French historians are hoping for the repatriation of Napoleon III in the wake of Brexit, with a request reportedly sent to the Foreign Office asking the government to consider the return of France’s final monarch’s remains in any future talks, writes The Telegraph.
French historian Dimitri Casali has been point man in a chorus of voices demanding the remains be returned to the country of origin as a 'gesture of reconciliation' between France and Britain.
Author of a book on Napoleon III, Casali was qopted by the publication as saying:
“He was a very, very great man. It's very important for France to have the body of Napoleon III… It will be an elegant gesture of reconciliation between England and France. England has their Royal Family, but we have nobody, we have Macron.”
The first President of the French Republic and the last monarch of France, Charles-Louis Napoleon Bonaparte entered the Franco-Prussian War in July 1870, suffered a swift defeat, and was captured by the Germans at the Battle of Sedan. Released in 1871, he fled to England, where he died 1873 and was laid to rest in a tomb in St Michael's Abbey, Chislehurst, until Empress Eugenie removed his body to Farnborough, Hampshire.
The current news comes as the British Museum vowed to fend off attempts by Brussels to return the Elgin Marbles, as reports suggested the EU's draft negotiating mandate post-Brexit had been injected with a clause stipulating that “Parties should, consistently with Union rules, address issues relating to the return or restitution of unlawfully removed cultural objects to their countries of origin.”

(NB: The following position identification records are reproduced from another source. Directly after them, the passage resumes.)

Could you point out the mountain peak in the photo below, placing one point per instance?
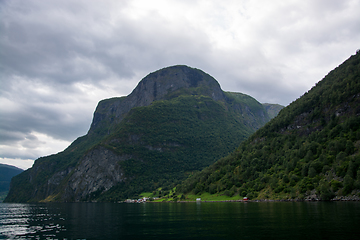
(162, 84)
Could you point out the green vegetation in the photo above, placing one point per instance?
(6, 173)
(174, 137)
(170, 140)
(310, 150)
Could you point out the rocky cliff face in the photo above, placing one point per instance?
(98, 171)
(177, 120)
(156, 86)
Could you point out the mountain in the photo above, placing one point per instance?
(6, 173)
(176, 121)
(310, 150)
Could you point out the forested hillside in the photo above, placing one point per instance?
(176, 121)
(309, 151)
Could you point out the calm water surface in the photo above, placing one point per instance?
(271, 220)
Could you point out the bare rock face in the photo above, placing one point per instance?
(156, 86)
(98, 171)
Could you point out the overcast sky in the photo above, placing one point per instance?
(59, 58)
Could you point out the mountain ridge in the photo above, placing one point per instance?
(175, 121)
(310, 150)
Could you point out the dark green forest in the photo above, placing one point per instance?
(309, 151)
(163, 143)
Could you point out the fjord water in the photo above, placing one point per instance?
(216, 220)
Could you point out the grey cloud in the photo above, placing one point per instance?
(49, 48)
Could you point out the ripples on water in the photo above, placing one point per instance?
(181, 221)
(29, 221)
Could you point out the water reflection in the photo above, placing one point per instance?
(180, 221)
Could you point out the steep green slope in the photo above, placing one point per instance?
(310, 150)
(176, 121)
(6, 173)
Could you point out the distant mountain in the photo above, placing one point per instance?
(310, 150)
(176, 121)
(6, 173)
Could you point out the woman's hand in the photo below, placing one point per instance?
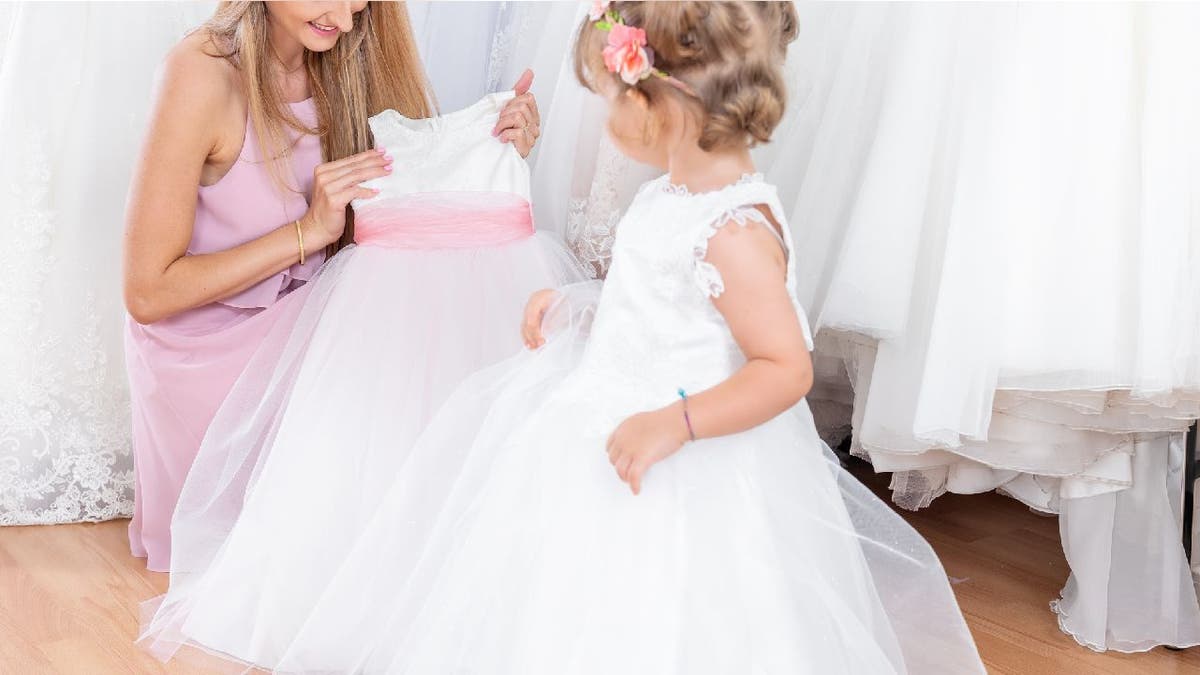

Although the document didn’t mention any particular objects, it wasn’t long before the Parthenon Marbles were linked to the topic after an EU diplomat, cited by Reuters, said the clause was added at the request of Greece, with support from Italy.
Diplomatic debate has long raged over returning alleged “historic plunder” like the Elgin Marbles, a collection of Greek 2,500-year-old sculptures that British diplomat Lord Elgin removed from Athens in the early 19th century when Greece was under Ottoman Turkish rule and housed in the British Museum.
Earlier, a British government spokeswoman, commenting on the draft EU document, said the UK’s position on the sculptures remained that they are “the legal responsibility of the British Museum”.
“That is not up for discussion as part of our trade negotiations,” the spokeswoman said in a statement.
Both sides have since issued statements indicating that the return of the marbles is not part of any Brexit-related negotiations presently.
“Greece’s request for the return of the Parthenon Marbles remains strong and it is not linked to a Brexit deal,” Stelios Petsas, a spokesperson for the Greek government, told Reuters.
Tense rhetoric between London and Brussels over the terms of their post-Brexit relationship has become a precursor to looming negotiations scheduled to start in early March.